-
روی بالا کرد و گفت ای عندلیب ** از بیان حال خودمان ده نصیب
- Yüzünü yukarı çevirip “Ey bülbül! Halini bildir, bu hususta bize de bir nasip ver!
-
او چه کرد آن جا که تو آموختی ** ساختی مکری و ما را سوختی
- Hindistan’daki dudu ne yaptı da sen öğrendin, bir oyun ettin, canımızı yaktın!” dedi.
-
گفت طوطی کاو به فعلم پند داد ** که رها کن لطف آواز و وداد 1830
- Dudu dedi ki: “O, hareketiyle bana nasihat etti; “Güzelliği, söz söylemeyi ve neşeyi bırak;
-
ز آن که آوازت ترا در بند کرد ** خویشتن مرده پی این پند کرد
- Çünkü söz söylemen seni hapse tıktı” dedi. Bu nasihati vermek için kendisini ölü gösterdi.
-
یعنی ای مطرب شده با عام و خاص ** مرده شو چون من که تا یابی خلاص
- Yani “Ey avama karşı da, havassa karşı da nağme ve terennümde bulunan!
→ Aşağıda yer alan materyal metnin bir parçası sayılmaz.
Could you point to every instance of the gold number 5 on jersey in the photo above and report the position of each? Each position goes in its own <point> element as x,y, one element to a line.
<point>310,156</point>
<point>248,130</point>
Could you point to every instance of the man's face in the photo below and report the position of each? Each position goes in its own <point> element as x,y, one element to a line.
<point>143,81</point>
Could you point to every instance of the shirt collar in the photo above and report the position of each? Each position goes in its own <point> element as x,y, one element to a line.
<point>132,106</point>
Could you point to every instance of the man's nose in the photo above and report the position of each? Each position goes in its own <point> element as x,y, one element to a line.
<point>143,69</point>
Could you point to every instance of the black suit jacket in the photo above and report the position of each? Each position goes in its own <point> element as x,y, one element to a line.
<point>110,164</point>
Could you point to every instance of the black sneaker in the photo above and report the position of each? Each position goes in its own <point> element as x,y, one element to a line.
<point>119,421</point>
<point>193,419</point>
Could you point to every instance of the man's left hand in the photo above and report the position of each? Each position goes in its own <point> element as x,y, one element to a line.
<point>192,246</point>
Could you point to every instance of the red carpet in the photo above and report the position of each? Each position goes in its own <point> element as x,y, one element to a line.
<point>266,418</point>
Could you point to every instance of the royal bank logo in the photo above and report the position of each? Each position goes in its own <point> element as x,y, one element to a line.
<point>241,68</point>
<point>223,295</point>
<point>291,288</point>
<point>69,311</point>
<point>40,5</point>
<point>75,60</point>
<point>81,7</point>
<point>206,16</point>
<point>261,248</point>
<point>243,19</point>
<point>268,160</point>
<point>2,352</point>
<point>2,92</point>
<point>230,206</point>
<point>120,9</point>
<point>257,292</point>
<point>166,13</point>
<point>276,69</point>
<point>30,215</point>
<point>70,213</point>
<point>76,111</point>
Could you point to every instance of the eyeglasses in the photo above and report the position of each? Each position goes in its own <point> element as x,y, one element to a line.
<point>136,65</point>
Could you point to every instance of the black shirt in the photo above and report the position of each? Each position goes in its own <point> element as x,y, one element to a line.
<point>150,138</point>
Benim gibi öl ki kurtulasın.
-
دانه باشی مرغکانت بر چنند ** غنچه باشی کودکانت بر کنند
- Tane gibi olursan seni kuşcağızlar toparlar, gonca gibi olursan da çocuklar yolarlar. (T.M. 1830)
-
دانه پنهان کن بکلی دام شو ** غنچه پنهان کن گیاه بام شو
- Taneni sakla, tamamıyla tuzak görün; goncanı gizle, damda bitmiş ot gibi ol. (T.M. 1831)
-
هر که داد او حسن خود را در مزاد ** صد قضای بد سوی او رو نهاد 1835
- Kim güzelliğini mezada çıkarırsa ona yüzlerce kötü kaza yüz gösterir.
-
چشمها و خشمها و رشکها ** بر سرش ریزد چو آب از مشکها
- Düşmanların kem gözleri, kin ve gayızları, hasetleri; kovalardan su boşalır gibi başına boşalır.
-
دشمنان او را ز غیرت میدرند ** دوستان هم روزگارش میبرند
- Düşmanlar kıskançlıklarından onu parça parça ederler; dostlar da ömrünü heva ve hevesle zayi eder, geçirirler.